| Summary: | sdlgenblit.pl / SDL_blit_auto.c does expensive tasks in the inner pixel-processing loop | ||
|---|---|---|---|
| Product: | SDL | Reporter: | bugmenot_0 <kajema2739> |
| Component: | video | Assignee: | Sam Lantinga <slouken> |
| Status: | WAITING --- | QA Contact: | Sam Lantinga <slouken> |
| Severity: | normal | ||
| Priority: | P2 | ||
| Version: | 2.0.12 | ||
| Hardware: | All | ||
| OS: | All | ||
Patches are welcome! Please include optimized benchmark timing results for your changes. |
The code generator in sdlgenblit.pl moves a lot of the conditional operations into the inner loop which processes pixels. This goes against intuition. While it creates readable code, it is potentially slow code.
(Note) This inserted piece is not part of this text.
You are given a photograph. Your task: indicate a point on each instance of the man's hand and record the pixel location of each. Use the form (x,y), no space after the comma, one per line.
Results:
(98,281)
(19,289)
I feel like the main purpose of the generator is to produce fast code, as the resulting code doesn't have to be concise and redundancy is to be expected. The only code quality that matters is that of the generator script itself. As such, it would probably be better to avoid constructs like this: ``` for(y = 0; y < height; y++) for(x = 0; x < width; x++) switch (flags) { case SDL_COPY_BLEND: process_pixel_blend(); break case SDL_COPY_ADD: process_pixel_add(); break; case SDL_COPY_MOD: process_pixel_mod(); break; case SDL_COPY_MUL: process_pixel_mul(); break; } } } ``` Instead, the code generator should probably generate this: ``` switch (flags) { case SDL_COPY_BLEND: for(y = 0; y < height; y++) for(x = 0; x < width; x++) process_pixel_blend(); } } break; case SDL_COPY_ADD: for(y = 0; y < height; y++) for(x = 0; x < width; x++) process_pixel_add(); } } break; case SDL_COPY_MOD: for(y = 0; y < height; y++) for(x = 0; x < width; x++) process_pixel_mod(); } } break; case SDL_COPY_MUL: for(y = 0; y < height; y++) for(x = 0; x < width; x++) process_pixel_mul(); } } } ``` This would avoid reliance on the optimizing compiler, and makes the intention more obvious, which might also affect optimizers.